SaiprakashShetty/C-Mini-Compiler-using-Lex-and-Yacc

Repository files navigation

C-Mini-Compiler-using-Lex-and-Yacc

A compiler is a special program that processes statements written in a particular programming language and turns them into machine language or code that a computer's processors use. The file used for writing a C-language contains what are called the source statements. The programmer then runs the appropriate language compiler, specifying the name of the file that contains the source statements. When executing, the compiler first parses all of the language statements syntactically one after the other and then, in one or more successive stages, builds the output code, making sure that statements that refer to other statements are referred to correctly in the final code. The output of the compilation is called object code or sometimes an object module.

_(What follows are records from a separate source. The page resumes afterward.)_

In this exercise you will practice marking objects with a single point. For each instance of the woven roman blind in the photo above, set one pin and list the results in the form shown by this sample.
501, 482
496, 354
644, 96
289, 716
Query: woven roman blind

Lexical analysis is the first phase of a compiler. It takes the modified source code from language preprocessors that are written in the form of sentences. The lexical analyzer breaks these syntaxes into a series of tokens, by removing any whitespace or comments in the source code. Symbol table is an important data structure created and maintained by compilers in order to store information about the occurrence of various entities such as variable names, function names, etc.

Symbol table is used by both the analysis and the synthesis parts of a compiler. We have designed a lexical analyzer for the C language using lex. It takes as input a C code and outputs a stream of tokens. The tokens displayed as part of the output include keywords, identifiers, signed/unsigned integer/floating point constants, operators, special characters, headers, data-type specifiers, array, single-line comment, multi-line comment, preprocessor directive, pre-defined functions (printf and scanf), user-defined functions and the main function. The token, the type of token and the line number of the token in the C code are being displayed. The line number is displayed so that it is easier to debug the code for errors. Errors in single-line comments, multi-line comments are displayed along with line numbers. The output also contains the symbol table which contains tokens and their type. The symbol table is generated using the hash organisation.